Read This If Your AC Keeps Shutting Off?
When you switch on your air conditioner, why does it continue to run for a while before shutting off? This happens all the time. Regardless of whether your air conditioner is running or not, you should check the cooling ducts and fan to see whether they are broken. The information in this post can help you figure that out.
If your air conditioner shuts down before the temperature set on the thermostat is reached, there is a problem. This widespread practice is referred to as ‘short-cycling.’ This is not only inconvenient but also costly, as your air conditioner continuously cycles on and off inefficiently.
The following are some serious problems that could occur and cause your air conditioner to cease to function:
- The thermostat has errors.
Consider your thermostat as the ‘brain’ of your air conditioning system, and you’ll have a lot better idea of its function. To keep your air conditioner running efficiently, the thermostat communicates with it. Thermostats, like other electrical appliances, may break down from time to time. It’s possible that the thermostat is malfunctioning or that the connection connecting it to the air conditioning system has developed an electrical short, causing the system to shut off unexpectedly. Check the thermostat and repair any damaged wires with the help of a professional.
- The air conditioner is not getting enough air.

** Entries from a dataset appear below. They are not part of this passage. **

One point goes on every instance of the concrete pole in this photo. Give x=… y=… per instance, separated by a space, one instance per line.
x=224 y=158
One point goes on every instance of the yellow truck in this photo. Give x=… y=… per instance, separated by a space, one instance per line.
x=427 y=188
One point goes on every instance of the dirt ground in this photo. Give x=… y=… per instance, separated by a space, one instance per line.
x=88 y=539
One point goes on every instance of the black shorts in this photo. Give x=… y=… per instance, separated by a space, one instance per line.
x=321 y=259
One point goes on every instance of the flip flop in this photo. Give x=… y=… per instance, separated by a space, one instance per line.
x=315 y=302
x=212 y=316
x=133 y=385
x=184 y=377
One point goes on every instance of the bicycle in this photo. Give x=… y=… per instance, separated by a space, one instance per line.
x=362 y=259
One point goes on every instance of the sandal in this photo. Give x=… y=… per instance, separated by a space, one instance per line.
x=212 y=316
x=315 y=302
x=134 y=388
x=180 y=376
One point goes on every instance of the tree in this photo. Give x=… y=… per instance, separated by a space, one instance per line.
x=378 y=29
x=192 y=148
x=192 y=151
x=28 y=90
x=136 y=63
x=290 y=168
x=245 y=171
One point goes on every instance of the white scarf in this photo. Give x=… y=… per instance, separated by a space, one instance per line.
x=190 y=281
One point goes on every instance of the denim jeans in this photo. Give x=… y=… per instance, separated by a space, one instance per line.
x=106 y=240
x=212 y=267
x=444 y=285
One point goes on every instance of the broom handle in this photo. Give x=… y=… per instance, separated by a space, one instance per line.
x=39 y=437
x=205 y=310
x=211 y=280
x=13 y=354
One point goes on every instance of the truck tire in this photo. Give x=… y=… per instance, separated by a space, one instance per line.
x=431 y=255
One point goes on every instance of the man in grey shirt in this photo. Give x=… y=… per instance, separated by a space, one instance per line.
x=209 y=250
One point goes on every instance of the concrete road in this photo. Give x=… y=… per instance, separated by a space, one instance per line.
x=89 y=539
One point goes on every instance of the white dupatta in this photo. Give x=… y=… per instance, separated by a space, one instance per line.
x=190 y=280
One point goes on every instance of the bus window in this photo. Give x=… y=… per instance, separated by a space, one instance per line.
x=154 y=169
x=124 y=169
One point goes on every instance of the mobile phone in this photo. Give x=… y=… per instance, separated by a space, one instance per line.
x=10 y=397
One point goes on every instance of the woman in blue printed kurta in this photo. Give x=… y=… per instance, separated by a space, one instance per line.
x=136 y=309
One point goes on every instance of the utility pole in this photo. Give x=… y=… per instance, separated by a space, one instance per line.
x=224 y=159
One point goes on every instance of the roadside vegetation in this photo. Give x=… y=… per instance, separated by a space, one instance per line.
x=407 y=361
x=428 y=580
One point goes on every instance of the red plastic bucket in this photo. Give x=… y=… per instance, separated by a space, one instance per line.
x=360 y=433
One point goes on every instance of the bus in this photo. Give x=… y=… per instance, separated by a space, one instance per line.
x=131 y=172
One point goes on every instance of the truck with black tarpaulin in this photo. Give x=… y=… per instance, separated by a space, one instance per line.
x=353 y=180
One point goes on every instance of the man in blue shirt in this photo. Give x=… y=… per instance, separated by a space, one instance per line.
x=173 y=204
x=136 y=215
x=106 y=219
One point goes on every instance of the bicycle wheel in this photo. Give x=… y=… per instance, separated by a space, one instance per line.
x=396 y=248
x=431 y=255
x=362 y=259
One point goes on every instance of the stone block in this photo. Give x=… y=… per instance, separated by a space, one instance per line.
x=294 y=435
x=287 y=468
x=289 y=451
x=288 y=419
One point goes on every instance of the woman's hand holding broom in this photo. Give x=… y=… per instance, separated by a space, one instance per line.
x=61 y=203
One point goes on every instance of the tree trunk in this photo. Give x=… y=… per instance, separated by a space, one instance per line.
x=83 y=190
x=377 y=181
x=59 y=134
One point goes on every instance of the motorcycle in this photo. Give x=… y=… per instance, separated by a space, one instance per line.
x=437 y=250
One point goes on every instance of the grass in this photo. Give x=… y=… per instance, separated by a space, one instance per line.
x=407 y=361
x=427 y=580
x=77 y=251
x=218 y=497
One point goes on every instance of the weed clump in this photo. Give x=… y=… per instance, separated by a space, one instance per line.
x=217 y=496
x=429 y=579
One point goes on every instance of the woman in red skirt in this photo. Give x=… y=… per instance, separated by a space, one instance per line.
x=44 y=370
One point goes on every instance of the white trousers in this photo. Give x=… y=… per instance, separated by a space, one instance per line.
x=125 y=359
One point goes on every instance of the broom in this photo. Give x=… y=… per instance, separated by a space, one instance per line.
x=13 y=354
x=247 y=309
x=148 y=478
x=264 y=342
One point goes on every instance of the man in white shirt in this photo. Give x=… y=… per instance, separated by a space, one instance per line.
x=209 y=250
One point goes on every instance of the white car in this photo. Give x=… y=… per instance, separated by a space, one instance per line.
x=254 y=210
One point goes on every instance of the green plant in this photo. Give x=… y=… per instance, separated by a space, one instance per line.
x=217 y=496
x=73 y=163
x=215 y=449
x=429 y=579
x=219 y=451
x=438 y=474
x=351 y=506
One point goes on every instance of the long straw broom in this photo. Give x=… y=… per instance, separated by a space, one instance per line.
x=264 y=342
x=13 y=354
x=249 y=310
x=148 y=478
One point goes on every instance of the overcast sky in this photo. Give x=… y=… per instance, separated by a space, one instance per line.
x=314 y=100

An air conditioner needs a constant flow of warm air from inside to effectively cool your home. With insufficient airflow, air conditioner components such as the blower will work harder to keep your home at a comfortable temperature. When any of these parts become too hot, the air conditioner has to be shut off. Clogged air filters are a significant cause of poor ventilation. Because the filter is required to filter all air entering your air conditioning system, a clogged filter will cause your air conditioning system to malfunction.
- Keep an eye on your air filter.
Make sure your air filter is in top working order by checking it often. Changing the filter is advised if it gets blocked with dirt. Inadequate airflow may be caused by a variety of factors, including the following:
- Make sure all of your home’s vents are open and unobstructed so that air can freely flow into and out of the supply and return ducts.
- If the blower fan motor in your air conditioner isn’t working correctly, it will have difficulty bringing in enough air. A specialist will be needed to carefully inspect the fan and, if necessary, repair or replace the fan motor.
- An expert may check your ductwork to look for leaks or disconnected ducts, and you can then call in a contractor to fix the problem.
- The condensate has clogged lines.
During the summer, the moisture in your home’s heated air is collected by your air conditioning system.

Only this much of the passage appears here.